WASHINGTON — NASA is considering cutting the budget of two of its biggest space telescopes because it faces broader spending reductions for its astrophysics programs.
In an Oct. 13 presentation to the National Academies’ Committee on Astronomy and Astrophysics, Mark Clampin, director of NASA’s astrophysics division, said he was studying unspecified cuts within the operating budgets of the Chandra X-Ray Observatory and Hubble Space Telescope to preserve funding for other priorities within the division.
The potential cuts, he said, are driven by the expectation that his division won’t receive the complete request of nearly $1.56 billion for fiscal 12 months (FY) 2024 due to laws passed in June that caps non-defense discretionary spending for 2024 at 2023 levels, with only a 1% increase for 2025.

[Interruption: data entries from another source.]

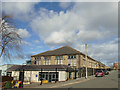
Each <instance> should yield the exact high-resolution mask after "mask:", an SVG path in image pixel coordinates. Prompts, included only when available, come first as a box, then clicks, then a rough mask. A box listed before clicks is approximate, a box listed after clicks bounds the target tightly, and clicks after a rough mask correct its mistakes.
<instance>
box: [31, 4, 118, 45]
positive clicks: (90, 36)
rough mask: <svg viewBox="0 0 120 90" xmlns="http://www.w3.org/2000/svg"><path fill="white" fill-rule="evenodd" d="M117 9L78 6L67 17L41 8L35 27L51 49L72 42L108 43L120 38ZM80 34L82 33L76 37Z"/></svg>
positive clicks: (69, 11)
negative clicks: (54, 46)
mask: <svg viewBox="0 0 120 90" xmlns="http://www.w3.org/2000/svg"><path fill="white" fill-rule="evenodd" d="M116 5H117V3H112V4H111V3H76V4H75V5H74V7H73V8H72V9H71V10H67V11H66V13H64V12H63V11H60V12H59V13H57V12H54V11H52V10H50V11H49V10H47V9H44V8H41V9H40V12H39V15H38V16H37V17H36V18H34V19H33V20H32V22H31V27H32V28H33V30H34V31H35V32H37V33H39V36H40V38H41V39H43V41H44V42H45V43H46V44H49V45H53V44H60V43H63V44H64V42H66V43H69V39H70V40H80V41H93V40H102V39H106V38H109V37H111V36H116V35H117V31H118V30H117V7H116ZM101 9H104V10H101ZM38 22H39V23H38ZM76 31H78V33H77V34H76V35H75V32H76ZM73 38H74V39H73ZM72 42H73V41H72Z"/></svg>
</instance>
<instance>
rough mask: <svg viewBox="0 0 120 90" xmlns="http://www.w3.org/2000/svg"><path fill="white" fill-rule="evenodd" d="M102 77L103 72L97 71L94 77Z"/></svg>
mask: <svg viewBox="0 0 120 90" xmlns="http://www.w3.org/2000/svg"><path fill="white" fill-rule="evenodd" d="M104 75H105V74H104V71H102V70H99V71H97V72H96V74H95V77H103V76H104Z"/></svg>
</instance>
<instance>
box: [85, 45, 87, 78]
mask: <svg viewBox="0 0 120 90" xmlns="http://www.w3.org/2000/svg"><path fill="white" fill-rule="evenodd" d="M85 61H86V77H85V78H86V79H87V44H85Z"/></svg>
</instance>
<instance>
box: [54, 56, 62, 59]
mask: <svg viewBox="0 0 120 90" xmlns="http://www.w3.org/2000/svg"><path fill="white" fill-rule="evenodd" d="M55 59H56V60H62V59H63V56H56V57H55Z"/></svg>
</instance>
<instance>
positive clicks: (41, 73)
mask: <svg viewBox="0 0 120 90" xmlns="http://www.w3.org/2000/svg"><path fill="white" fill-rule="evenodd" d="M42 78H43V77H42V68H41V78H40V79H41V83H40V85H42Z"/></svg>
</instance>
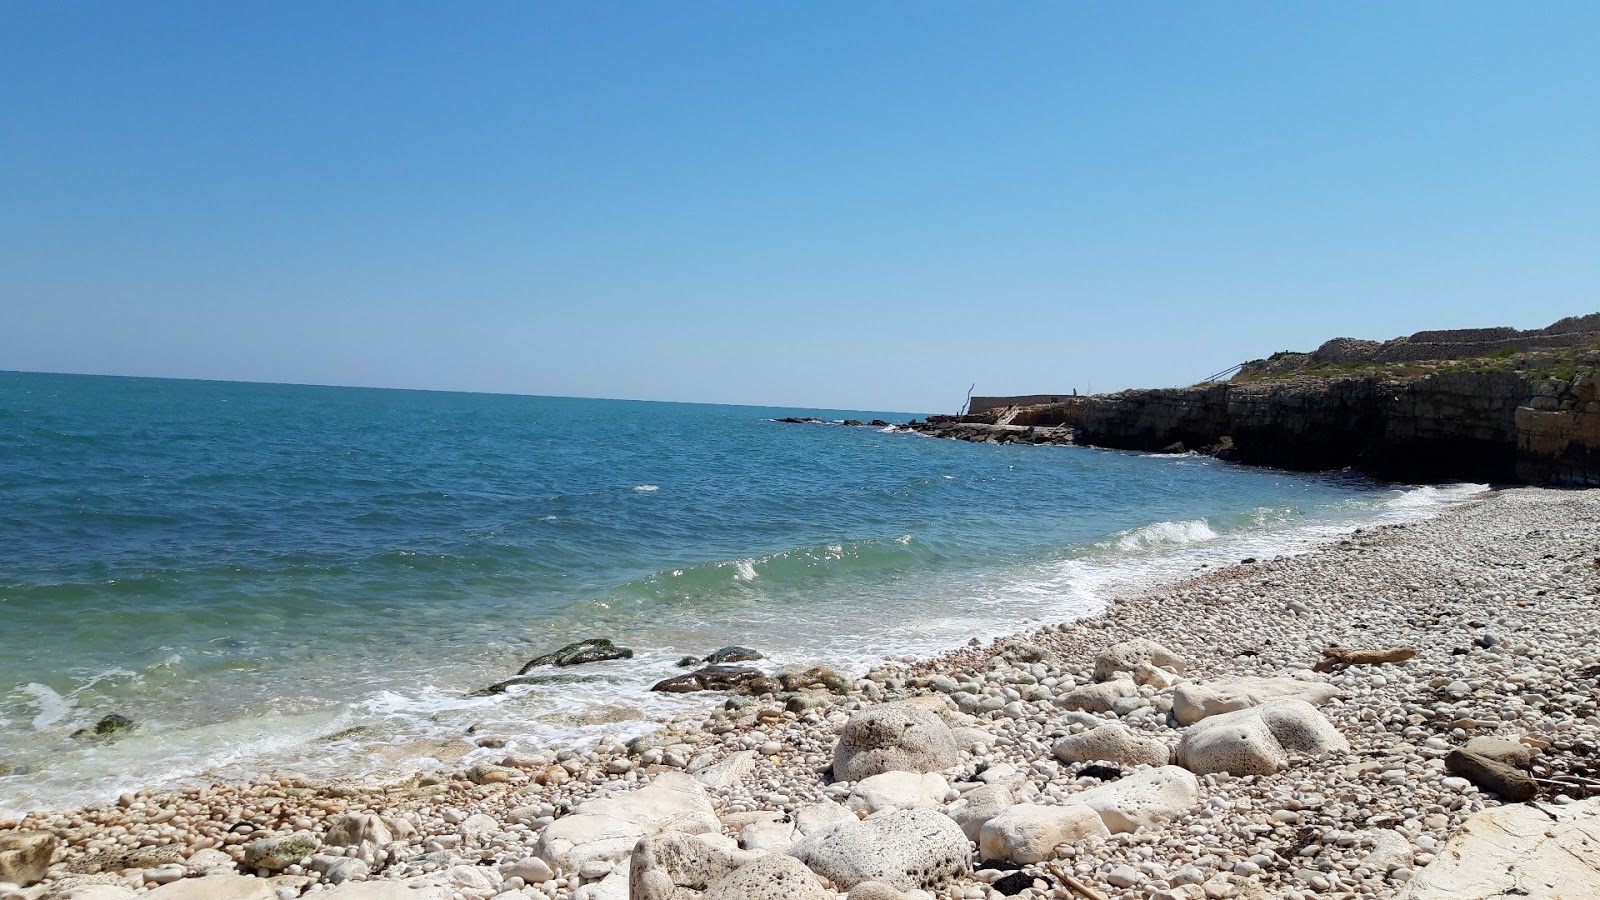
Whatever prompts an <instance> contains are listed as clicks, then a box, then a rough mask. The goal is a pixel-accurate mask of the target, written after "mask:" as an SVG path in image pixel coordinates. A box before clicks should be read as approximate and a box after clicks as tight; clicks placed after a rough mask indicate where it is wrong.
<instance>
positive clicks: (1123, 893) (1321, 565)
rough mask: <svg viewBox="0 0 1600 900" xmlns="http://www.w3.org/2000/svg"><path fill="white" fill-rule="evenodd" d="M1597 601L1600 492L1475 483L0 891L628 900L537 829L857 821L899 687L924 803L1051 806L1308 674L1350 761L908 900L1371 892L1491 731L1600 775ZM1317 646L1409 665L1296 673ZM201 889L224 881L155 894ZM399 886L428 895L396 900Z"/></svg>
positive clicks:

“We’re working with the expectation that FY24 budgets stay on the ’23 levels,” he said. “That implies that we now have decided to cut back the budget for missions in prolonged operations, and that’s Chandra and Hubble.”
Clampin declined to say how much the budgets of those two observatories could be cut, or specific impacts on them due to the cuts. He indicated the proposed cuts are still being studied, noting that he was in a position to make a “positive adjustment” for Chandra just within the last week.
Chandra and Hubble are the 2 most costly NASA astrophysics missions to operate after the James Webb Space Telescope. NASA requested $93.3 million for Hubble and $68.7 million for Chandra in its fiscal 12 months 2024 budget proposal, in step with past years’ budgets. Combined, they represent slightly greater than 10% of the fiscal 12 months 2024 budget request for NASA astrophysics.
Also they are among the many two oldest NASA missions, with Hubble launched in 1990 and Chandra in 1999. Clampin suggested that was a reason for reducing their budgets. “Chandra has quite a few issues without delay. It’s becoming increasing difficult to operate,” he said. Insulation on the spacecraft’s exterior is degrading, warming the spacecraft and making operations increasing difficult.
“While Hubble doesn’t have those issues,” he added, “it has been operating for a very long time and it’s a large piece of the astrophysics budget.”
Clampin said he was planning two “mini senior reviews” for Chandra and Hubble, likely in May 2024 after the discharge of the fiscal 12 months 2025 budget proposal. NASA conducts senior reviews to come to a decision whether and how you can extend science spacecraft which have accomplished their primary missions.
Within the last astrophysics senior review in 2022, Chandra and Hubble were effectively exempted, with separate panels studying each mission to search for efficiencies and other improvements slightly that examining if the mission itself needs to be prolonged.
“Hubble and Chandra occupy the highest tier given their immense, broad impact on astronomy,” the ultimate report of the 2022 senior review stated. “Each missions are operating at extremely high efficiency, and although they’re increasingly showing signs of age, each are more likely to proceed to generate world-class science throughout the following half decade, operating in concert with JWST because it begins its flagship role.”
Clampin said any savings from Chandra and Hubble would go to other astrophysics priorities. “What we are attempting to do, though, is protect future missions and developing missions and international partnerships,” he said. That features the Nancy Grace Roman Space Telescope, smaller Explorer-class astrophysics missions, and NASA’s role on missions led by other nations, resembling ESA’s LISA gravitational-wave observatory and the Israeli Ultrasat ultraviolet observatory.
He said he also desired to protect early work on the Habitable Worlds Observatory, the following flagship astrophysics mission after Roman slated to launch within the 2040s. “It’s absolutely fundamental to maintain moving Habitable Worlds Observatory forward,” he said. That features the primary call for proposals to develop key technologies for that giant space telescope and funding teams studying science and technology topics for it.
He added that NASA can be considering “small reductions” to other operating missions, which he didn’t discover, in addition to reductions in technology development spending.
All those plans, he said, were to guard against potential sharp cuts in astrophysics. A Senate version of a commerce, justice and science (CJS) spending bill for fiscal 12 months 2024 would give NASA astrophysics $1.544 billion, in need of the request but still above the $1.51 billion it received in 2023. House appropriators have yet to publicly release details about its CJS spending bill.
“It’s entirely possible once we get an appropriation, given what you see on the news day by day, we may very well be even well below the ’23 level,” he warned the committee. “It’s not a joyful outlook on the market.”